Fallout From Busted Boiler Rooms

A recent, unpublicized indictment in Florida (nope, no web links available) is a good example of how boiler room crooks manage to keep their ill-gotten gains, even after they've been thrown in jail.

The feds recently indicted a fellow named Roy Ageloff, who was prominently featured in my book Born to Steal. Ageloff ran the Hanover Sterling boiler room and other crappy little firms that sold "chop stocks" -- worthless stocks sold at high prices to retail investors, with brokers compensated by undisclosed kickbacks.

The SEC and NASD pursued this guy long after the investors were fleeced, because, in addition to their usual incompetence, they were obsessed with "naked shorting" of the Hanover stocks. The FBI only stepped in after my Business Week articles in late 1996, which disclosed how Hanover and other firms had mob links.
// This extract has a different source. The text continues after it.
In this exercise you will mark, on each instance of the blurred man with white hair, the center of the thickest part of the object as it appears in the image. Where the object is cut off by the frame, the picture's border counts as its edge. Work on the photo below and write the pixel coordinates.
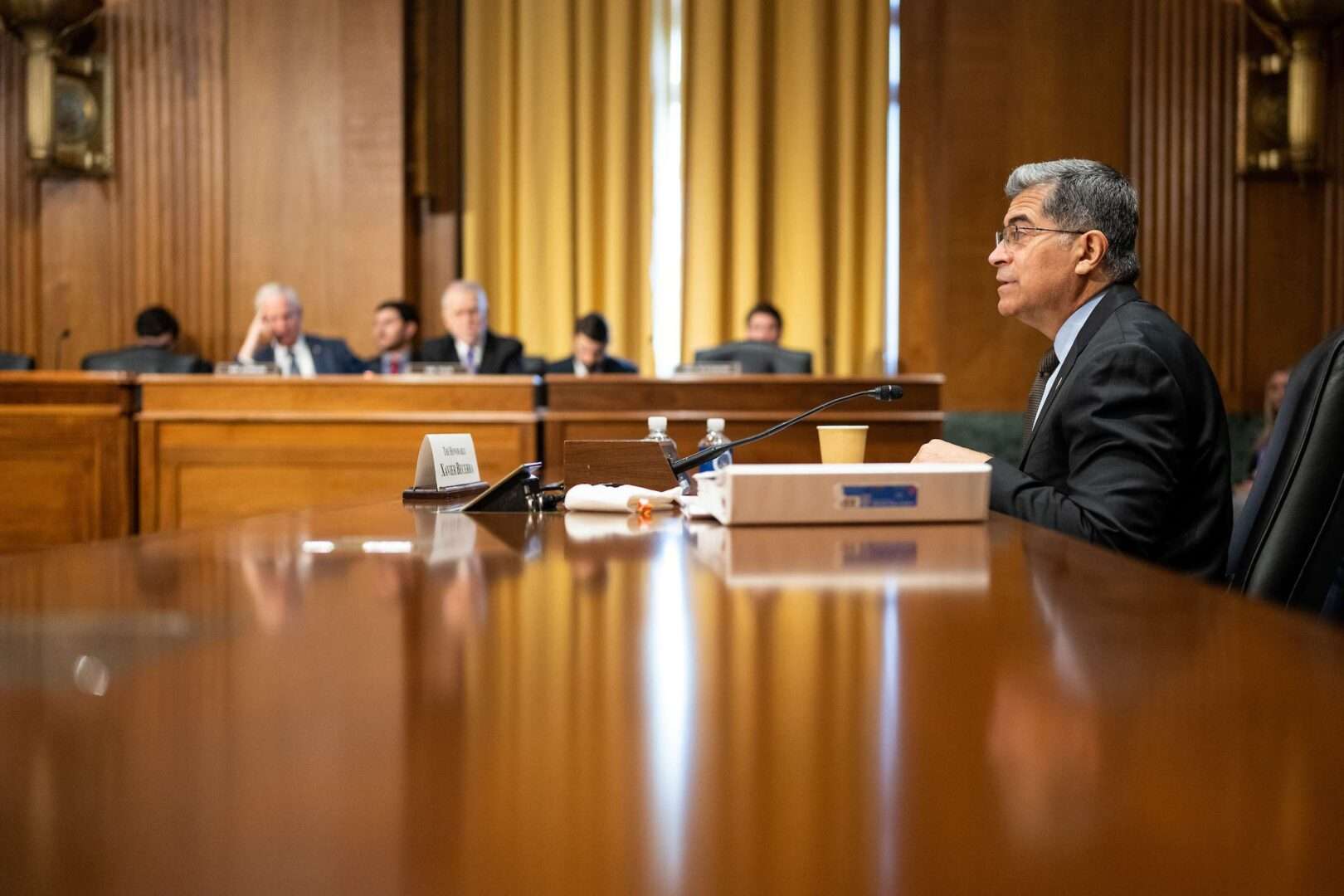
(277, 336)
(470, 340)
Ageloff pleaded guilty to felony counts for his crimes and spent two years in prison.

Now, here's where it gets good. A new indictment, handed up recently in Flordia, accuses Ageloff of successfully hiding assets, to avoid a restitution agreement. With the alleged help of his brother, he supposedly did that by putting the money into movie deals and other ventures. He also sent the money overseas.

Ageloff has pleaded not guilty and is vigorously fighting the charges. Apparently whatever money he had is not accessible, as he's been using the services of the public defender and defending himself pro se.

The thing that strikes me about this indictment is not that Ageloff is accused of these things, but that he did a lot of it while in prison. While behind bars he had access to "telephones, e-mail, mail and visits." I guess such things are monitored, or if they are they are monitored by dopes.

The end result is that the people who were ripped off by Ageloff and his crews got bupkis.